The family of Thanh Williamson claims that Mazda’s failure to install a lap-and-shoulder belt in the rear middle seat of the 1993 minivan caused her wrongful death. Williams was wearing only a lap belt when she died in a 2002 car crash. While Mazda says that it should be immune from their seat belt defect lawsuit because federal safety regulations allowed it to choose which type of seat belt to install in certain rear seats, the US Supreme Court says that unlike in the Geier case, when regulators were still uncertain about the effectiveness of air bags, in the Williamson case, even though automakers had been given the option of which seat belt to install, there was no doubt even back then that a lap-and-shoulder belt was safer for passengers than a lap belt.

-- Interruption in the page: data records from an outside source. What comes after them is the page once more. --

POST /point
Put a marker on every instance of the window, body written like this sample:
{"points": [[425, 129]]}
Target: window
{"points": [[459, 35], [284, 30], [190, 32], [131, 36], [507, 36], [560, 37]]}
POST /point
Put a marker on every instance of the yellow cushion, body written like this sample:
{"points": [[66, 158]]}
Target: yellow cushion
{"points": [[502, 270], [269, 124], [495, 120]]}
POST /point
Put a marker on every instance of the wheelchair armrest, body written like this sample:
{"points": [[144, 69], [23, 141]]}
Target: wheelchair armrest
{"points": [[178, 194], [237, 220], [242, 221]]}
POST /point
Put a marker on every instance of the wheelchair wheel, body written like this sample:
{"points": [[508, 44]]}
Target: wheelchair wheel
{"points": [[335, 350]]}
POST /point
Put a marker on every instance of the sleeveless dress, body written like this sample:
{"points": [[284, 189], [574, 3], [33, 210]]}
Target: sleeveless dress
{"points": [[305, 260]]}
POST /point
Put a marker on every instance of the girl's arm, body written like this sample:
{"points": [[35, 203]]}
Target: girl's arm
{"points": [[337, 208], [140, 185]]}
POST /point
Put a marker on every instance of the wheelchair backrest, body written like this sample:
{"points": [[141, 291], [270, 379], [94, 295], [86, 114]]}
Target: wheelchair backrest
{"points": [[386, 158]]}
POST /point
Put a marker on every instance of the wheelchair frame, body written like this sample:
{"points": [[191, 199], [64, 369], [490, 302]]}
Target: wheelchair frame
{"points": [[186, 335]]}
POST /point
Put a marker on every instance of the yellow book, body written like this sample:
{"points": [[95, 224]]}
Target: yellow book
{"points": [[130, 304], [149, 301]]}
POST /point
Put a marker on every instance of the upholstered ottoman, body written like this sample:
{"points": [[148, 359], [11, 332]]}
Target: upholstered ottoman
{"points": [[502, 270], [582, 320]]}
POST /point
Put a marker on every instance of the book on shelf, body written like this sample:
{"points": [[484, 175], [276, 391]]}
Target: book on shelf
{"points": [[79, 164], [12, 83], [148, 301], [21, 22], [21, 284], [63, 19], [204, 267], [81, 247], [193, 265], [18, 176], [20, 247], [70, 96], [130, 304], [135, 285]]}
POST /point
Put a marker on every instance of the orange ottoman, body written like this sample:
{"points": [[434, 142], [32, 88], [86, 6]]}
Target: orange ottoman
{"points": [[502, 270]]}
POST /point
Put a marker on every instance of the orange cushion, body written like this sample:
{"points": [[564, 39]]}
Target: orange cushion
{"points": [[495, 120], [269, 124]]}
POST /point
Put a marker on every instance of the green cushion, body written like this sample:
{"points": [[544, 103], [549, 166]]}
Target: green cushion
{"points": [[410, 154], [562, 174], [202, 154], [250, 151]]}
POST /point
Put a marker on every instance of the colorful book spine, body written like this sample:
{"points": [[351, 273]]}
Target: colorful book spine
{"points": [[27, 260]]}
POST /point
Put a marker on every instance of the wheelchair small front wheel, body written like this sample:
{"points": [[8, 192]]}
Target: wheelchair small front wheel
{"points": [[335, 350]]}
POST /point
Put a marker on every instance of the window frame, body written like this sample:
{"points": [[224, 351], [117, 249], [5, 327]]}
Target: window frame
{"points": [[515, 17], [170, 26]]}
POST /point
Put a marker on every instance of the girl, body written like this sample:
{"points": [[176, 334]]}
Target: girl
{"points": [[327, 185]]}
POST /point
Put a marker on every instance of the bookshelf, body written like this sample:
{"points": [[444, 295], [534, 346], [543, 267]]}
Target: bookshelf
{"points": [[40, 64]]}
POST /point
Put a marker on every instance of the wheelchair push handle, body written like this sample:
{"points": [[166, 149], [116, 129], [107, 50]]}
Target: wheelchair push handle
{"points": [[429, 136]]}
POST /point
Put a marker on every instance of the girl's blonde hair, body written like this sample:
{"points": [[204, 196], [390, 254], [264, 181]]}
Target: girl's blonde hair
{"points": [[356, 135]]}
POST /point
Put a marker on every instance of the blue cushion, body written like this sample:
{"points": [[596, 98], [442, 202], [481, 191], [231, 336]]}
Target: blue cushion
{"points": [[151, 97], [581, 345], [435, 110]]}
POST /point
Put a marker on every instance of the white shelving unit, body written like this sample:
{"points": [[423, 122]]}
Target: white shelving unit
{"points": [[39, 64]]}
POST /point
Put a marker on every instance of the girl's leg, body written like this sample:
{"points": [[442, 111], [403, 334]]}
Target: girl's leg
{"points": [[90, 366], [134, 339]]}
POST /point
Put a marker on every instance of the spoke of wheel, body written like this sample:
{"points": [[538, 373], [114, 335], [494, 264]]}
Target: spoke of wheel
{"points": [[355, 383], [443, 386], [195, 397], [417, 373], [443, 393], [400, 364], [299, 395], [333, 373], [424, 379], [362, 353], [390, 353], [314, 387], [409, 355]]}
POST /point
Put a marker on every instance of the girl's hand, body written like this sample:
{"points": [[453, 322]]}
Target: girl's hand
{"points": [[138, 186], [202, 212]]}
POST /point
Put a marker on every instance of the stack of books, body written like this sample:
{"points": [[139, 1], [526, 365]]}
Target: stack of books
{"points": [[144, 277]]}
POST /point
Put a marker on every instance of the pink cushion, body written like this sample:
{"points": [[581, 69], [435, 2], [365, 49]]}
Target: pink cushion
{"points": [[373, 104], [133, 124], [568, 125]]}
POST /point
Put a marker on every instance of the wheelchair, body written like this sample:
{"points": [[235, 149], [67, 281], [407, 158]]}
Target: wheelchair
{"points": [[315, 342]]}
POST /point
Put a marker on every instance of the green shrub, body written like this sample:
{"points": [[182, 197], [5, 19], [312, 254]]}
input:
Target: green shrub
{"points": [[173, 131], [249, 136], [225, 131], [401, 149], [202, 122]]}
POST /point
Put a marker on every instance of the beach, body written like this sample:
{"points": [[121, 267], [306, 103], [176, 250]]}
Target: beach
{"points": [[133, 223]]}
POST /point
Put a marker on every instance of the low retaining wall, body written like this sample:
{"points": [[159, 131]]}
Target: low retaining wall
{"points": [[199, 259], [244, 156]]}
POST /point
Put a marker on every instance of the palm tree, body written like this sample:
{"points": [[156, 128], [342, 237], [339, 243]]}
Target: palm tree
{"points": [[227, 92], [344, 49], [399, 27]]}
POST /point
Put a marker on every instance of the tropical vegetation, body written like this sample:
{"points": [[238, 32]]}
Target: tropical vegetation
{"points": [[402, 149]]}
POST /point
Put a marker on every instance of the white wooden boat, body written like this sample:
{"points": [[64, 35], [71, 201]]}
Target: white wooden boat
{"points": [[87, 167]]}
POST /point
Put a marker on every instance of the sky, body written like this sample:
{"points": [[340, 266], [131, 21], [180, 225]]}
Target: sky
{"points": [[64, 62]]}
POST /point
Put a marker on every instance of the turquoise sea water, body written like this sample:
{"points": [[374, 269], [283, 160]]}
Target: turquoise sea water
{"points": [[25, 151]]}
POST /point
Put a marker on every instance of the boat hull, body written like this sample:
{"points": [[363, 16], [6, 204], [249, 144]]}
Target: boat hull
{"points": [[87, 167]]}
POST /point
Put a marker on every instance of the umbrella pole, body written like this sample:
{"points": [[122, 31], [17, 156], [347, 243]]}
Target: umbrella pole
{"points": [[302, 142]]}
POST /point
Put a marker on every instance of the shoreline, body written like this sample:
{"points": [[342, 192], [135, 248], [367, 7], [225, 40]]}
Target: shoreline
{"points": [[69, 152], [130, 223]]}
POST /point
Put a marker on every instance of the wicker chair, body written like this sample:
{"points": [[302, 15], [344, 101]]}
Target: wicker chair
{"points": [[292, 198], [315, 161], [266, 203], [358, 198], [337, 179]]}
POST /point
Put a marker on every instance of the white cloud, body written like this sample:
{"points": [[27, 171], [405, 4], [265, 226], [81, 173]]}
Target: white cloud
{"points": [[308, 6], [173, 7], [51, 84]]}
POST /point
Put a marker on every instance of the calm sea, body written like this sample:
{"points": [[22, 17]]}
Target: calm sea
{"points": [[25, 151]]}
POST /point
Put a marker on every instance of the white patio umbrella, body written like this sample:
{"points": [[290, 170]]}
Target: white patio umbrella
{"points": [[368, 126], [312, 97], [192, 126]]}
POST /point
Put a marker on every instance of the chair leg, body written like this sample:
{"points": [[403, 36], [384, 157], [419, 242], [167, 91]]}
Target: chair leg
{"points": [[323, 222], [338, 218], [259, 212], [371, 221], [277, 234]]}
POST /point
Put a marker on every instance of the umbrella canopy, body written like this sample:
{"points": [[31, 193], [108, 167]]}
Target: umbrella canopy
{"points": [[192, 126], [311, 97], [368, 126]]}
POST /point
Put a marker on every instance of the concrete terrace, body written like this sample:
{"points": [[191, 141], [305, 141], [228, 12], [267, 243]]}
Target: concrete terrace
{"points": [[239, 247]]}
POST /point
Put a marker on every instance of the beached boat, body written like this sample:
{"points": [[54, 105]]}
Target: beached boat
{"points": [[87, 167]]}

To give you a sense of how the high court’s ruling is paving the way for other auto products liability complaints that previously may not have stood a chance, this week, it ruled that Priester v. Ford Motor Co. should also get another day in court. The South Carolina Supreme Court had dismissed the car window defect case also on the grounds that federal regulations preempt the lawsuit.
James Lloyd’s mom contends that her son may not have been fatally thrown from the vehicle of the 1997 F-150 pickup truck he was riding in during the 2002 rollover crash if only Ford had used laminated side windows rather than tempered glass ones. Federal safety regulations allowed for either option.
Suit Against Ford to Be Reconsidered, The Wall Street Journal, February 28, 2011
Mazda Seatbelt Lawsuit Prompts U.S. Supreme Court Appeal for Claims Shield, Bloomberg, November 1, 2010
With Williamson v. Mazda Motor of America, our auto products liability lawyers hope that more plaintiffs will be able to obtain the personal injury and wrongful death recovery that they are owed.